Fifteen of 29 studies indicated that some type of statistical comparison between groups had been undertaken; however, only five studies44,87,93,101,122,124,132 specified the type of analyses and the remaining ones did not.79,84,88,95,97,105,108,109,114,119,120,126,131 One study88 showed that weight gain, dry mouth, somnolence, peripheral edema, and hypersomnia differed between the combined fluoxetine and olanzapine group relative to the fluoxetine group; rates were higher in the combined group. In this same study no differences in rates of adverse events were shown between the combined group relative to olanzapine monotherapy. Another study evaluating olanzapine showed differences relative to baseline but not between treatment groups.122
Another study119 evaluated differences between two monotherapy doses, or sertraline and sertraline combined with mianserin; statistical differences were shown only for the adverse event of sedation, with rates being higher in the combined therapy group. One study114 showed statistical differences in nausea and feeling jittery for the combined SSRI and modofinil group.

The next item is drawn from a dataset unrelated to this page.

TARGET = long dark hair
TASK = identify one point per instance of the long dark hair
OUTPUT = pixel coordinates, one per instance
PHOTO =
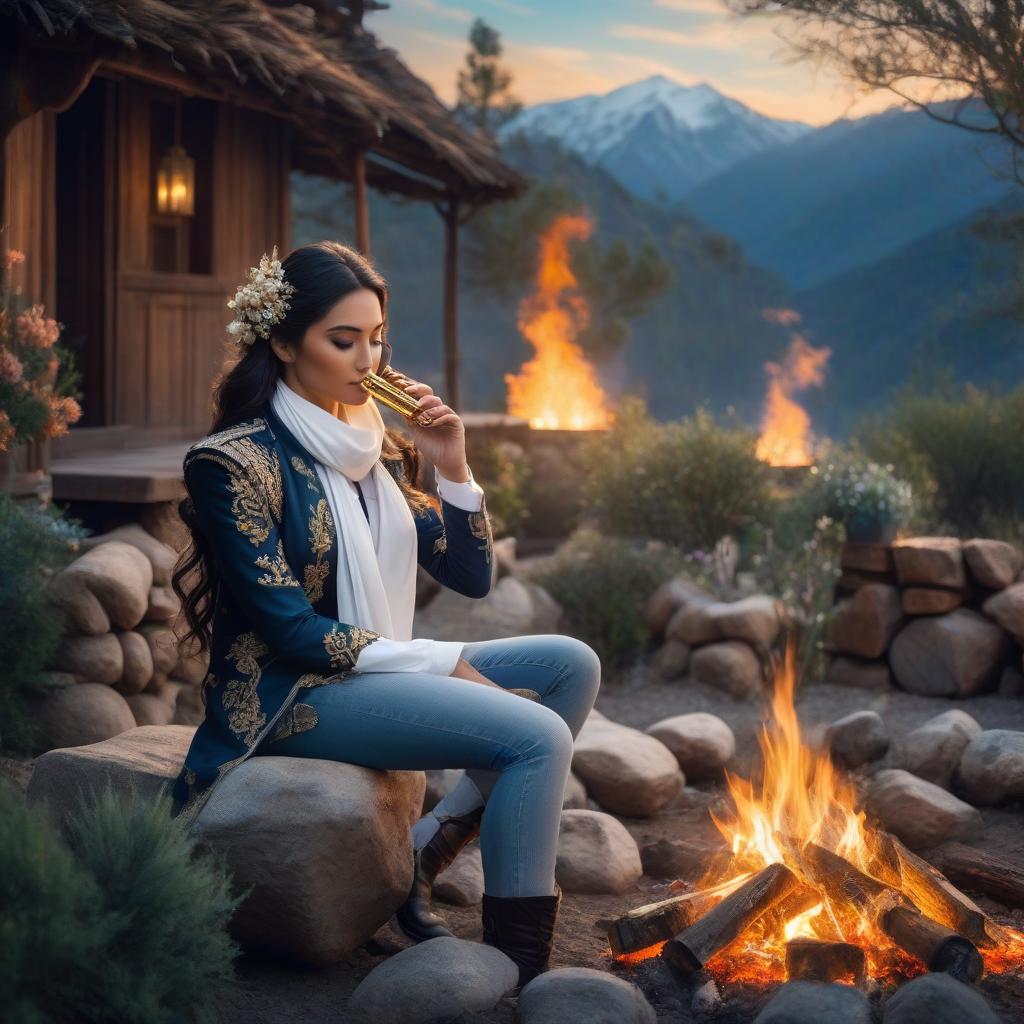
(323, 273)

There were four studies79,95,105,108,109,126,131 that provided stratified outcomes of benefit for the SSRI subgroup alone. However, these studies did not provide stratified event rates for harms; as such, the rates of harms are not detailed as they reflect mixed antidepressant effect. For two studies79,105,109,131 the pooled analyses publication126 indicated that there were no differences between groups due to the antidepressant; this pooled analysis found that the combined therapy group with aripiprazole had approximately twice the incidence of adverse events (akathisia, restlessness, insomnia, fatigue, blurred vision, and constipation). The harms in another study95 were evaluated statistically and did not differ between antidepressants alone or combined with risperidone groups. Another study found rates of events to be similar between antidepressants versus antidepressants combined with risperidone, but differences were not evaluated statistically.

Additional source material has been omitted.